Amazon’s head start in building out its online delivery platform is a major advantage now and in the longer term. With 180 million square feet of distribution facilities in the U.S., Amazon is ahead of its next closest major competitor, Walmart, at 140 million square feet, while Target trails both with less than 60 million square feet.

Amazon maintains three fulfillment centers in the Denver metro area, with a 2.4 million-square-foot location in Thornton, a 1 million-square-foot location in Aurora, and a new 123,000-square-foot operation in Loveland’s Centerra development. It also operates a software-development office at 1900 15th St.

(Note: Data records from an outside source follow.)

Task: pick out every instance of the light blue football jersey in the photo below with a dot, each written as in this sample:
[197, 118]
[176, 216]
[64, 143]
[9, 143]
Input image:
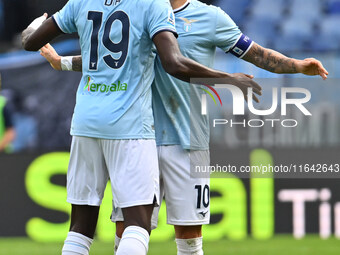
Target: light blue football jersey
[201, 28]
[114, 94]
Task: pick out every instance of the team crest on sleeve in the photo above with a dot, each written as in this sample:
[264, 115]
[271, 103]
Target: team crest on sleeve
[171, 18]
[188, 24]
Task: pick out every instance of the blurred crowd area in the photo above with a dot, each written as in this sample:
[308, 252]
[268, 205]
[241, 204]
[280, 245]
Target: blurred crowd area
[42, 99]
[285, 25]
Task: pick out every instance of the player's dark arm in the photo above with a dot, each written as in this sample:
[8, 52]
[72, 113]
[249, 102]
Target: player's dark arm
[179, 66]
[35, 38]
[183, 68]
[9, 134]
[276, 62]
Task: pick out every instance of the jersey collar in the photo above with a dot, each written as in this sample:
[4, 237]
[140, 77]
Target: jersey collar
[182, 7]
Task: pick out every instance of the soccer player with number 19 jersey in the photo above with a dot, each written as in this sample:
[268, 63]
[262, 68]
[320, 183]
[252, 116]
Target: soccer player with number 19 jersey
[201, 29]
[112, 125]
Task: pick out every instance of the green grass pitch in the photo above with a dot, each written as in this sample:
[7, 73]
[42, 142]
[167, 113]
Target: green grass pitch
[285, 245]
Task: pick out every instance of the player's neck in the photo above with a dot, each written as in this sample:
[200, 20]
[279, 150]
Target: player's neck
[177, 3]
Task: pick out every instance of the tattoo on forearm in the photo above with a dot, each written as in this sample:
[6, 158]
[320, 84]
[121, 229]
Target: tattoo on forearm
[77, 63]
[270, 60]
[26, 34]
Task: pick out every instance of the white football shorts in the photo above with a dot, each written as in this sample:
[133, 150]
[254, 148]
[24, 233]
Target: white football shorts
[187, 198]
[131, 165]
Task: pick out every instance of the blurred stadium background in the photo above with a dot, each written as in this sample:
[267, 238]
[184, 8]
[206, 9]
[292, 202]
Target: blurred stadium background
[251, 215]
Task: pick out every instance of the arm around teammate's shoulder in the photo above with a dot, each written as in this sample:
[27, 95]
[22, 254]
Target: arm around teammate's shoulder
[183, 68]
[39, 33]
[179, 66]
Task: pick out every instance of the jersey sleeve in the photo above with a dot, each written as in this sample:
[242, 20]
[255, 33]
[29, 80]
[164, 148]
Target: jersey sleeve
[161, 18]
[227, 32]
[65, 18]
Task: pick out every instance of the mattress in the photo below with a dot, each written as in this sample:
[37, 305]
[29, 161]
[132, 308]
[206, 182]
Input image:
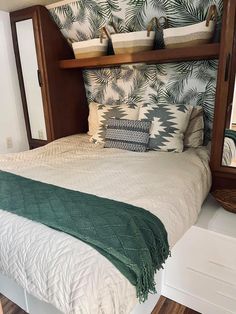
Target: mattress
[229, 153]
[63, 271]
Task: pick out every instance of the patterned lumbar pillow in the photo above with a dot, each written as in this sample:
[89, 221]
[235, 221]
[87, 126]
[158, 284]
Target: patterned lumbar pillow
[106, 112]
[127, 134]
[194, 134]
[169, 122]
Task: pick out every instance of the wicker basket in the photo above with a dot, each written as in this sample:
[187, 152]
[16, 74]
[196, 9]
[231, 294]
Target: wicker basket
[192, 35]
[135, 41]
[91, 48]
[226, 198]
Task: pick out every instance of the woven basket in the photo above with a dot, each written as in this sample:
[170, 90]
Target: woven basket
[135, 41]
[192, 35]
[91, 48]
[226, 198]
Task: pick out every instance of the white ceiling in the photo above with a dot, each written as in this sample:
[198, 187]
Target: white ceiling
[12, 5]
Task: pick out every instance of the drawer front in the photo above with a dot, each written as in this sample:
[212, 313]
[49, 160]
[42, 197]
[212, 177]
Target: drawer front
[203, 265]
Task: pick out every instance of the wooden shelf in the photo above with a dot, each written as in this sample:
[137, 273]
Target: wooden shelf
[209, 51]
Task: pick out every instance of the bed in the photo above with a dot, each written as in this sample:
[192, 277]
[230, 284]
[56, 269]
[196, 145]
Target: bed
[67, 273]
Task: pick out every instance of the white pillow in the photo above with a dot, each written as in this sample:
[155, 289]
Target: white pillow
[105, 112]
[194, 134]
[169, 123]
[93, 118]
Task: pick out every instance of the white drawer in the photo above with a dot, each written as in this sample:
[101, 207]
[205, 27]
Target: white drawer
[203, 265]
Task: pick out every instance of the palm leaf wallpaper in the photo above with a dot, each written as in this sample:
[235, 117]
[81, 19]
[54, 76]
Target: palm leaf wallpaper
[181, 83]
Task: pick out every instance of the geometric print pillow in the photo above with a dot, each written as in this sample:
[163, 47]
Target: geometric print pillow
[169, 123]
[106, 112]
[127, 134]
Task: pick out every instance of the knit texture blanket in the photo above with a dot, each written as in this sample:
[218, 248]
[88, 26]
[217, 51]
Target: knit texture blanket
[231, 134]
[130, 237]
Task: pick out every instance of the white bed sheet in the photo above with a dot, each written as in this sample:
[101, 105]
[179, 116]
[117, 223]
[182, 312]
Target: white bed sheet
[66, 272]
[229, 152]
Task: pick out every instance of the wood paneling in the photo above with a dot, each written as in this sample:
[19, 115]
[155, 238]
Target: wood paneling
[209, 51]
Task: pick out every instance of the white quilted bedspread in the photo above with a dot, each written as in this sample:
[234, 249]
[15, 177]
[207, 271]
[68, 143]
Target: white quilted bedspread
[64, 271]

Amazon expanded its delivery operation by investing heavily in large distribution facilities early on, and more recently, by focusing on smaller in-fill properties. With plans to add over 10 times more distribution space to its platform in the next couple of years, Amazon is expected to continue to outpace its competitors in terms of merchandise sales per square foot.

With the U.S. industrial market poised to add 200 million square feet of new logistics space in 2020, 30 percent of which will be absorbed by Amazon, what effect will this have on the industrial market? 

Most properties absorbed by Amazon in the next few years will be in California, Florida and Texas, placing many of the metros in these states as short-term beneficiaries of e-commerce demand. Southern and western markets, like Dallas-FW, Austin, Atlanta, San Antonio, Inland Empire, Tampa and Denver should continue to garner e-commerce space demand as these markets have significant and growing e-commerce buying power.

According to CoStar, tight market conditions suggest Amazon will continue to pay a premium for the space it leases. As the e-commerce giant continues to absorb well-located, and pricier, last-mile assets, which it has done since 2015, it will continue to pay a higher rent premium. In fact, the gap between overall national logistics rents and the average rent Amazon pays will continue to widen in 2020 from the 50 percent premium paid by Amazon today. By the end of 2020, Amazon is expected to absorb over 100 delivery stations with construction delays pushing some deliveries into 2021.